Choosing a Cache Structure
Arrays
When state indices are contiguous.
Example:
memo := make([]int, n+1)
Advantages:
- Fastest access
- Excellent cache locality
- Minimal overhead
Hash Maps
When states are sparse.
Example:
memo := make(map[State]int)
Advantages:
- Flexible
- Handles arbitrary states
- Memory efficient for sparse state spaces
Multidimensional Arrays
Example:
memo := make([][]int, n)
Useful for:
- grids
- sequences
- interval DP
Detecting Memoization Opportunities
Memoization works best when both conditions hold.
Optimal Substructure
Solutions depend on smaller solutions.
Example:
shortest path
knapsack
LCS
Overlapping Subproblems
Same states appear repeatedly.
Example:
F(5)
may appear dozens of times during recursion.
Without overlap, memoization provides little benefit.
Memoization vs Ordinary Caching
Memoization is a specialized form of caching.
Ordinary caching:
store arbitrary results
Memoization:
store results of pure subproblems
A memoized state should always produce the same answer.
This deterministic property guarantees correctness.
Common Mistakes
Forgetting to Store Results
solve(...)
is computed repeatedly.
Performance remains exponential.
Incorrect State Keys
Example:
store only position
when answer also depends on:
remaining capacity
Different subproblems overwrite each other.
Mutable State
If a state contains mutable data:
lists
maps
objects
hashing and equality become error-prone.
Prefer immutable state representations.
Missing Base Cases
Memoization does not eliminate the need for valid stopping conditions.

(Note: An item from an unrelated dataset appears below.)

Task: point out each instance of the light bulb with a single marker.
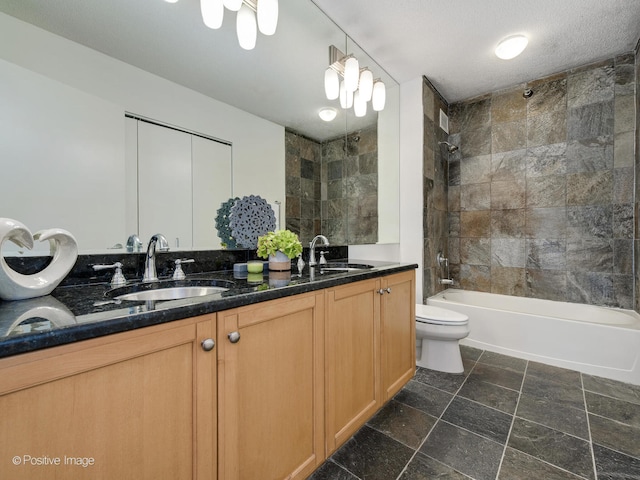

Infinite recursion still occurs.
Memory Considerations
Memoization stores every reachable state.
Memory complexity:
$$ O(S) $$
where:
$$ S $$
is the number of distinct states.
Sometimes:
time decreases dramatically
memory increases significantly
This tradeoff is fundamental to dynamic programming.
Memoization Advantages
Natural Implementation
The code mirrors the mathematical recurrence.
Easy to Write
No dependency ordering is required.
Computes Only Needed States
Unreachable states are never evaluated.
Excellent for Complex State Spaces
Tree DP, graph DP, digit DP, and game search often begin with memoization.
Memoization Disadvantages
Recursion Overhead
Function calls introduce extra cost.
Stack Depth Limits
Deep recursion may overflow the call stack.
Less Predictable Memory Access
Cached states may be visited in irregular order.
Harder to Optimize
Advanced space optimizations are usually easier with tabulation.
Complexity Analysis
Let:
$$ S $$
be the number of distinct states.
Let:
$$ K $$
be the transition cost.
Each state is computed once.
Total running time:
$$ O(S \times K) $$
Memory usage:
$$ O(S) $$
These formulas characterize most memoized dynamic programming algorithms.
Takeaway
Memoization transforms recursive recurrences into efficient dynamic programming solutions by caching previously computed states. Each state is evaluated at most once, eliminating redundant computation caused by overlapping subproblems. The resulting implementation closely follows the mathematical recurrence, making memoization one of the most effective and intuitive ways to develop dynamic programming solutions before moving to iterative tabulation techniques.